Oil prices fall after consecutive gains
Oil prices fell on Friday in quiet trading after a three-day gain but received support from Saudi Arabia's suspension of crude transportation through an important shipping corridor, a drop in US inventories and a decline in trade tensions between Washington and Europe.
Brent futures fell 5 cents to $ 74.49 a barrel by 0319 GMT after rising 0.8 percent on Thursday.
The contracts are heading for a 2 percent gain this week, the first increase in four weeks.
West Texas Intermediate crude futures fell 5 cents to $ 69.56 a barrel after rising 0.5 percent in the previous session.
The contract is set to record a weekly loss of 1.3 percent in a fourth straight decline.
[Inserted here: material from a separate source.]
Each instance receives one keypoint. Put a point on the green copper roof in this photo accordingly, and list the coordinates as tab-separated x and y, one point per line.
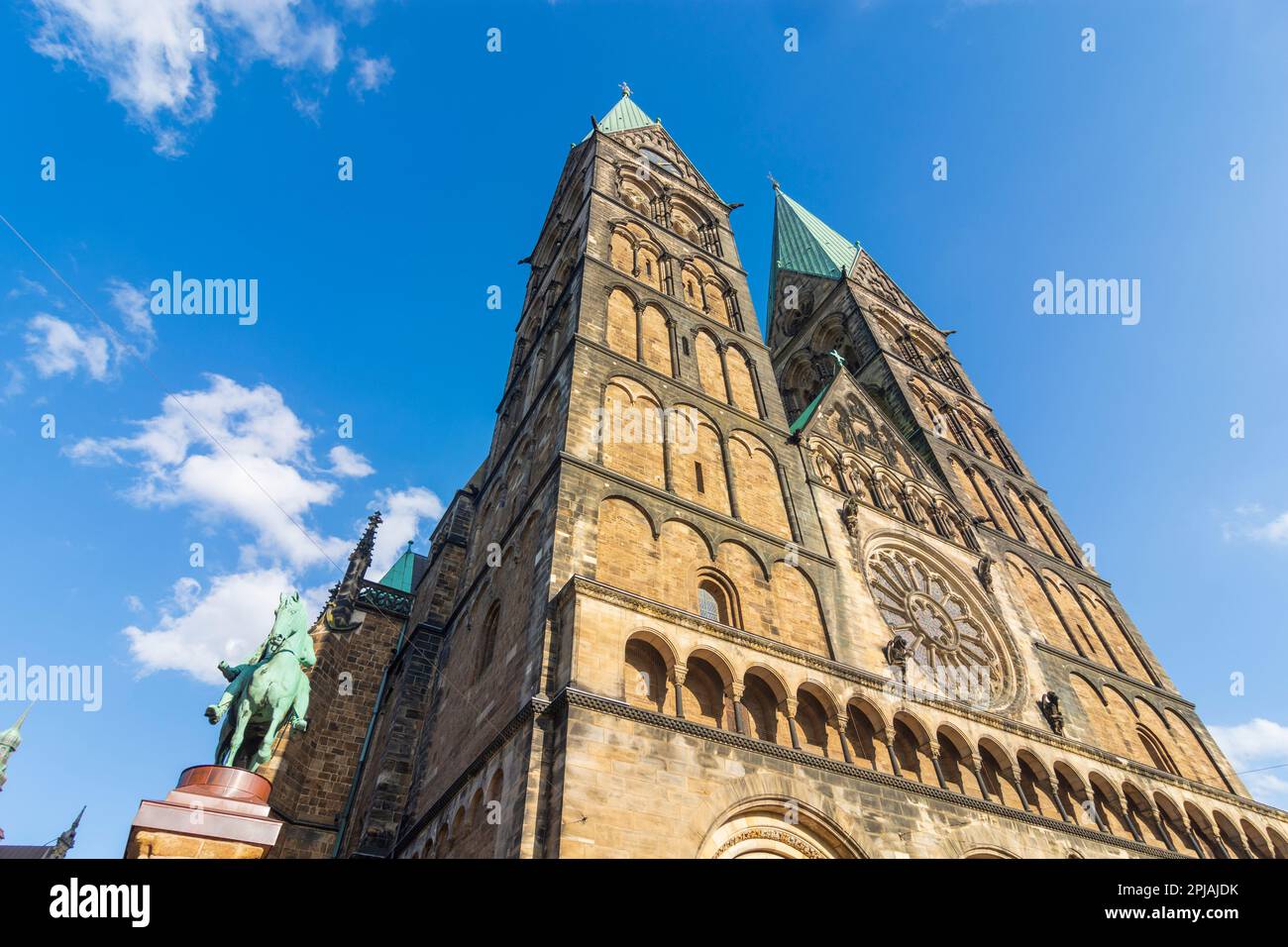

Saudi Arabia said on Thursday it would temporarily suspend shipments of oil transported through the Bab al-Mandab Strait in the Red Sea following an attack by the Iranian Houthi militia in Yemen.
Any closure of the Bab al-Mandab strait between the coast of Yemen and Africa on the southern tip of the Red Sea would stop the shipments, which pass through the Suez Canal and the Sumid pipeline linking the Red Sea to the Mediterranean.
US President Donald Trump and European Commission President Jean-Claude Juncker struck a surprise deal Wednesday, ending the risk of an immediate trade war between the two sides.